Depending on the lender, a bad credit score can be anything below 640 to 600. Prior to the recession, bad credit scores were considered anything below 580. This restriction of credit to borrowers has resulted in fewer loans for people with bad credit. However, there are options available to bad credit borrowers.
Bad Credit Loans
There are lenders who specialize in lending money to individuals with bad credit scores. These loans for people with bad credit are usually from institutions other than traditional banks. For the risk a lender takes with an applicant with low credit ratings, the interest rates charged are usually higher than from a bank. A bad credit score shows an increased risk of default, and companies protect themselves from this risk with higher interest rates.
Provided a customer can pay the monthly payments on time, even a bad credit loan will increase ones credit score. It will show other lenders that one can manage and repay their loans in a timely fashion. There are many of these companies who specialize in loans for cars, appliances, or personal needs.
To obtain a bad credit loan, an applicant needs to submit to a credit score check, show proof of employment, and in some case, provide collateral to the lender. For some lenders, this could be a car, a paycheck, or just a signature. Once the application is submitted, the loan is processed, and if approved, the money is provided for the new purchase or as cash in hand.
For traditional lenders, loans for people with bad credit come with increased risk of default. Rather than lend with higher rates, like non-traditional lenders, banks will deny the application.
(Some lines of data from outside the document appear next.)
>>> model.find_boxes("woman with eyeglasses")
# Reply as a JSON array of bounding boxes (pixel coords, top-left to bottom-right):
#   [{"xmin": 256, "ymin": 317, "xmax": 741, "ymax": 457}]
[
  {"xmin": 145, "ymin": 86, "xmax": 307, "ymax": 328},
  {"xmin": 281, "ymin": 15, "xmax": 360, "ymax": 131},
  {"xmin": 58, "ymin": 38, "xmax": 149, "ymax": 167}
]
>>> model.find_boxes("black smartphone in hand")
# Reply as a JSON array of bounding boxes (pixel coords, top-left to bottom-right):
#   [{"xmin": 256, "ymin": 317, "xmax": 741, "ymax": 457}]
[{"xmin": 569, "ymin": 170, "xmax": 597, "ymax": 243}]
To have the best chance of obtaining a loan with a traditional bank, one has to fulfill extra steps and obligations to prove their credit worthiness.
For a bank to provide loans for people with bad credit, the banks want assurances that the loan will be repaid. The banks will require an applicant to show their current financial situation, meaning a full list of expenditures and income. They will require any negative marks on a credit report to be in the past, and ones that are inaccurate to be challenged by the applicant. The older a ding on a credit score, the less impact it will have in the lending process when viewed by humans.
Additionally, any outstanding lines of credit must be paid regularly without any defaults for at least a year or two, depending on the bank. Any credit cards must be paid regularly and the balances must be less than 25 percent of the line of credit. An applicant must prove they are responsible, and the credit score is from past mistakes, not recent history.
If an applicant cannot show they have the income available to pay the loan back, and their credit balances are too high, the applicant will be denied. Banks will deny people who have too many home expenses as well, making loans for people with bad credit difficult to obtain without taking some extra steps.